This book is a series of stories with thematic and character continuity throughout. It is autobiographical but doesn’t read as autobiography in every way, it reads as story populated by the author and the other characters. That those characters may well have been real in the author’s life doesn’t really enter into the reader’s consciousness until the author adds a personal narrative. This happens with some regularity throughout the stories but doesn’t negate their power as story. The author actually talks, in the story, about the power of story.
Although this is overall an amazing work, what held me most is the author’s grasp of imagery. His descriptive passages are compelling, almost mesmerizing whether he is describing something so awful that it is unimaginable or something beautiful.
“He would’ve explained how it was still raining, and how the clouds were pasted to the field, and how the mortar rounds seemed to come right out of the clouds. Everything was black and wet. The field just exploded.

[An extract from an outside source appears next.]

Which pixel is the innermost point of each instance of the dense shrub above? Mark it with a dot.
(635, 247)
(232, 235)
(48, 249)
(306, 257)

Rain and slop and shrapnel, nowhere to run, and all they could do was worm down into the slime and cover up and wait.”
Maybe this isn’t the best example but it goes on to describe what it is like to sink into a field of shit completely so I thought I would stop there. His images are often of the horrors of war. In another gruesome passage he describes working in a pig slaughterhouse in meticulous detail. Some of the best are when he describes feelings, what is happening to the person, or himself, internally. In one particularly moving passage he describes the imagined life and feelings of a young Vietnamese man who has been killed and is lying in the path in front of them.
“He had no stomach for violence. He loved mathematics. His eyebrows were thin and arched like a woman’s, and at school the boys sometimes teased him about how pretty he was, the arched eyebrows and long shapely fingers, and on the playground they mimicked a woman’s walk and made fun of his smooth skin and his love for mathematics.”
Reading this, you forget that he is looking at a destroyed corpse in the path, imagining the life of the dead man. This is all part of the internal life of the author/narrator/character described objectively but felt subjectively.
I find it hard to describe here the power of Mr. O’Brien’s writing. Some of it has to do with the subject matter, the Vietnam war. Much of it has to do with the intensity of emotion with which he writes. A very great deal of it has to do with his control over his writing and imagery. Every word is careful and has purpose and intention. Reading this little book is a master class in writing.